Pecahan gelombang juga mampu mengangkut atau menggerakkan material
lepas ke pantai sehingga terjadi proses abrasi terhadap material di garis
pantai (Sutikno, 1999).
9
2.3 Perubahan Penutupan Lahan
Perubahan penggunaan lahan dari vegetasi (vegetated land) menjadi
non vegetasi (non vegetated land) pada DAS cenderung meningkat
intensitasnya menurut ruang dan waktu, sebagai konsekuensi logis dari
aktivitas pembangunan dan laju pertumbuhan penduduk yang tinggi. Adanya
peningkatan intensitas perubahan alih fungsi lahan tersebut, tentunya
membawa pengaruh negatif terhadap kondisi hidrologis DAS di antaranya
meningkatnya debit puncak, fluktuasi debit antar musim, koefisien aliran
permukaan, serta banjir dan kekeringan.

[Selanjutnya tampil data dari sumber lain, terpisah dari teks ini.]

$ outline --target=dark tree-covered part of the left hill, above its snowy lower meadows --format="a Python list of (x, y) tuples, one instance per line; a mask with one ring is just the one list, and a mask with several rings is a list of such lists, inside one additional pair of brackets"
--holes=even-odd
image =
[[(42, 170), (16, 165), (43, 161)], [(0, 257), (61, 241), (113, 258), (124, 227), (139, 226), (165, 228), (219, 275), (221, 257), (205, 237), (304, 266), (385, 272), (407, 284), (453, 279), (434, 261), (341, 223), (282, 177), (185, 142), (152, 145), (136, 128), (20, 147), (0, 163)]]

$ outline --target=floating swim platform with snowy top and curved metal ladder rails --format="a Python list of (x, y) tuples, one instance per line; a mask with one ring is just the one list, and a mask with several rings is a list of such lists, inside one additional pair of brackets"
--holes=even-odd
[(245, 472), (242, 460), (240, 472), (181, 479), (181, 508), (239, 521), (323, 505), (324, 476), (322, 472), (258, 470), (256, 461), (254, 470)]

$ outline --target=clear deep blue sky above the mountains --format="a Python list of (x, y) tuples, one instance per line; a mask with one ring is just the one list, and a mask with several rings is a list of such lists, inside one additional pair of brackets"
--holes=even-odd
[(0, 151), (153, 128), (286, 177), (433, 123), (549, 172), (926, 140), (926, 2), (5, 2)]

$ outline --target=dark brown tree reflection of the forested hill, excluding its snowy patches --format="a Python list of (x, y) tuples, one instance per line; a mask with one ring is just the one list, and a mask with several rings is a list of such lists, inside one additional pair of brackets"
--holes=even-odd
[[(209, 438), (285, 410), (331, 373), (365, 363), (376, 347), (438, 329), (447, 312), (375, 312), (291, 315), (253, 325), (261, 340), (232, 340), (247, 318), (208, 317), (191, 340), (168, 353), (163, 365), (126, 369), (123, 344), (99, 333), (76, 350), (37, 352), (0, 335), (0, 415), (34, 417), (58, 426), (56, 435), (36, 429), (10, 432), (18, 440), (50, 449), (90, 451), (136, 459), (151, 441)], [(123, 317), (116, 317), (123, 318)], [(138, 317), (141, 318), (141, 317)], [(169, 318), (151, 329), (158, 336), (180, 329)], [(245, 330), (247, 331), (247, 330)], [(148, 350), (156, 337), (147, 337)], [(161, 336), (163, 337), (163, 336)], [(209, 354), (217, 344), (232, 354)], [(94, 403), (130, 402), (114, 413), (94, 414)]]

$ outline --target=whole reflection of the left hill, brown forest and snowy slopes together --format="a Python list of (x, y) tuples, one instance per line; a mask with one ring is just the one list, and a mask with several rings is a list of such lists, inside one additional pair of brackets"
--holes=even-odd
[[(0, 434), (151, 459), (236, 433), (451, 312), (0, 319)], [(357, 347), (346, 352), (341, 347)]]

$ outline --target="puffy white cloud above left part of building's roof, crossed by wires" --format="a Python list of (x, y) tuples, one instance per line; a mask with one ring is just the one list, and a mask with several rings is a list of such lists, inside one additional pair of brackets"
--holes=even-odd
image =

Untuk memantau perubahan
penutupan lahan yang terjadi secara cepat, pilihan paling tepat adalah dengan
cara memanfaatkan aplikasi teknologi penginderaan jauh (remote sensing
technology) berdasarkan data spasial citra satelit yang runut waktu.
Disamping lebih cepat dan akurat, metode ini memerlukan biaya relatif jauh
lebih murah dibandingkan dengan metode klasik melalui pemotretan udara.
2.4 Sistem Penginderaan Jauh
Penginderaan jauh merupakan suatu teknik untuk mengumpulkan
informasi mengenai objek dan lingkungannya dari jarak jauh tanpa sentuhan
fisik. Biasa teknik ini menghasilkan beberapa bentuk citra yang selanjutnya
diproses dan diinterpretasi guna membuahkan data yang bermanfaat untuk
aplikasi dibidang pertanian, kehutanan, geografi, dan lain – lain. Tujuan
utama penginderaan jauh ialah mengumpulkan data sumber alam dan
lingkungan. Informasi tentang objek disampaikan ke pengamat melalui energi
elektromagnetik, yang merupakan pambawa informasi dan sebagai
10
penghubung komunikasi. Oleh karena itu kita dapat menganggap bahwa data
penginderaan jauh pada dasarnya merupakan informasi intensitas panjang
gelombang yang perlu diberikan kodenya sebelum informasi tersebut dapat
dipahami secara penuh (Bambang, 1995).
Penginderaan jauh (remote sensing) sering disingkat inderaja, adalah
ilmu dan seni untuk memperoleh informasi tentang suatu objek, daerah, atau
fenomena melalui analisis data yang diperoleh dengan suatu alat tanpa kontak
langsung dengan objek, daerah, atau fenomena yang dikaji (Lillesand dan
Kiefer, 1993).
Data penginderaan jauh (citra) menggambarkan objek di permukaan
bumi relatif lengkap, dengan wujud dan letak objek yang mirip dengan wujud
dan letak di permukaan bumi dalam liputan yang luas. Citra penginderaan
jauh adalah gambaran suatu objek, daerah, atau fenomena, hasil rekaman
pantulan dan atau pancaran objek oleh sensor penginderaan jauh, dapat
berupa foto atau digital (Purwadhi, 2001).
2.5 Citra Satelit Landsat
Sistem landsat diluncurkan pertama kali oleh NASA (the National
Aeronautical and Space Administration) Amerika Serikat pada tanggal 22
Juli 1972 dengan nama ERTS-1 (Earth Resources Technology Satellite).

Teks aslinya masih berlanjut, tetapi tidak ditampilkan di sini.